HW: 15" late 2011 MacbookPro 8,2. I can't look up more details since system_profiler seems to be unavailable in SingleUser mode, but iirc it is a 2.4GHz [sic] quad core i7 w 16GB-RAM, 512G-SSD.

Background:

(1) Why I need Single User Mode — workarounds for wonky dGPU:

  • This machine has the 2011-MBPro's famously wonky AMD discrete graphics chip problem. After exhausting all Apple's motherboard replacement options over the years, I use workarounds the user community has discovered to get the system to use the integrated Intel graphics chip instead. These are done in Single User mode, basically whenever I reboot. Without the workarounds, any usual reboots to the GUI (simple reboot, option reboot, safe mode,…) fail to a gray-screen mid progress bar, with the machine getting hot and fans running. The workarounds I currently use come from this link:
    GPU problem – Boot Hangs on Grey Screen

  • These workarounds involve moving the AMD*300*.kexts around so the system does not use the AMD discrete GPU chip for graphics and setting nvram gpu-power-prefs so that it does not even power that chip up, else it runs full power doing nothing except warming up the room. Note that the nvram setting can be done while running from this weird write-locked startup disk. Moving the kexts however, cannot because of the write lock — and this is the killer for me, leaving the machine unusable.

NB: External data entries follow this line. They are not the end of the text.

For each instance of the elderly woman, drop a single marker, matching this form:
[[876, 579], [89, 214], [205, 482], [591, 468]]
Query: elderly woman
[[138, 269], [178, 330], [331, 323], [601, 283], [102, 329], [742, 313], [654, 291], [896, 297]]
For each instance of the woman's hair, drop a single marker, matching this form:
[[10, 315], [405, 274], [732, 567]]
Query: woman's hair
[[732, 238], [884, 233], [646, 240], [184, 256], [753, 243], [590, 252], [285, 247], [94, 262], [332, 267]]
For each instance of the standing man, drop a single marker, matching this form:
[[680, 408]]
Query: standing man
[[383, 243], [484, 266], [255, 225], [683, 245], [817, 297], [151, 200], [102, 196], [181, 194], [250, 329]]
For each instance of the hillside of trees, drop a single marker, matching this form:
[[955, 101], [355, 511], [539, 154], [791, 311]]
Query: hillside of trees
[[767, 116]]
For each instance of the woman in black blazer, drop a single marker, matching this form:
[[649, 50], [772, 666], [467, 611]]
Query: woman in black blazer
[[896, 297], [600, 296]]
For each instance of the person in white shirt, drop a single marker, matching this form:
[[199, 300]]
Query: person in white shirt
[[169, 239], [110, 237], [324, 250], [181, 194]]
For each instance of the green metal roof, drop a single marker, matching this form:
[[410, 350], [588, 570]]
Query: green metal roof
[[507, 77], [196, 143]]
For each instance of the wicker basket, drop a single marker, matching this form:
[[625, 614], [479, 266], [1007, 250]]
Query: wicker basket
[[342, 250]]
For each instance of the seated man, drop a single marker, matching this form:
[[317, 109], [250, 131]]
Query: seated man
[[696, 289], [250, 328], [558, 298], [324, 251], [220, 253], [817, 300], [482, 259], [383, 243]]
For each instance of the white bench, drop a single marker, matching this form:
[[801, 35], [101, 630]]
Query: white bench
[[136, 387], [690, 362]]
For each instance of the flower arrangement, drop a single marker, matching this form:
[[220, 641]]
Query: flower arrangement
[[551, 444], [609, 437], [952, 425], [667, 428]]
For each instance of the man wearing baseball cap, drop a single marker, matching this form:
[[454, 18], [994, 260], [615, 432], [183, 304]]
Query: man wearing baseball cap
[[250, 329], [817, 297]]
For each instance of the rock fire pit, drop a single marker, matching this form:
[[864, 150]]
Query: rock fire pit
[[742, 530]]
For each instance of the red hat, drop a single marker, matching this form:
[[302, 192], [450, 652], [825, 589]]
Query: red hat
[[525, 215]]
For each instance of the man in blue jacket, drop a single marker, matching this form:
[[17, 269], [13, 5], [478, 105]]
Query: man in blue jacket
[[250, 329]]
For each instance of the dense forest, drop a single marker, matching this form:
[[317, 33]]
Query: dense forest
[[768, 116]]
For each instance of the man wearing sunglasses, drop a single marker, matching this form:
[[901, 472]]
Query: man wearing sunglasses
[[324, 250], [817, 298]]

  • The workarounds had worked fine for 6 months or more now, tho tend to get messed up whenever there is a system update (not surprising). I believe there was a minor update a couple of days ago. Later that day a few hours after I closed my laptop, it mysteriously rang it's startup chime. It has been flakey ever since.

  • This problem (weird startup disk in S.U.Mode) had me stuck for a day, trying things. Then everything worked for one S.U.Mode boot — got to the usual boot drive. Not sure if it is something I did or if it was random. Anyway I ran fsck -fy which showed no problems, and ran my usual nvram gpu-power-prefs script and did a reboot. The GUI then came up fine, using the integrated graphics chip. (I fortunately did a backup during this time.) Next time the machine went to sleep though, it was broken again. I tried a reboot into S.U.Mode, but it used the small limited boot disk.

(2) I've tried resetting the SMC and NVRAM, to no avail. An extended HW check (boot w D key) shows no problems. I do not have another machine with firewire ports to access the HD in target disk mode. (Glad I have a backup!)

(3) I have set nvram bootargs="-v", but everything scrolls by too fast to see what might be going on.

(4) I'm just trying to make this machine last until the 2018 MBPro's come out.

Best Answer

I was just working on my 2011 mbp. I think the solution is to downgrade it to Sierra. I was happily on OS Sierra doing my work, but my bloody itchy finger clicked install, and I had to redo the kernel stuff, but it still didn’t boot.

I took out my hard disk and booted it from another MAC, and it worked perfectly. So my Guess is the the kernels we’re looking for some hardware that the mac doesn’t have, so instead of figuring that out, i’lol got back to Sierra.

Oh, to access csrutil, I used cmd-R from my other machine, and opened terminal to disable it.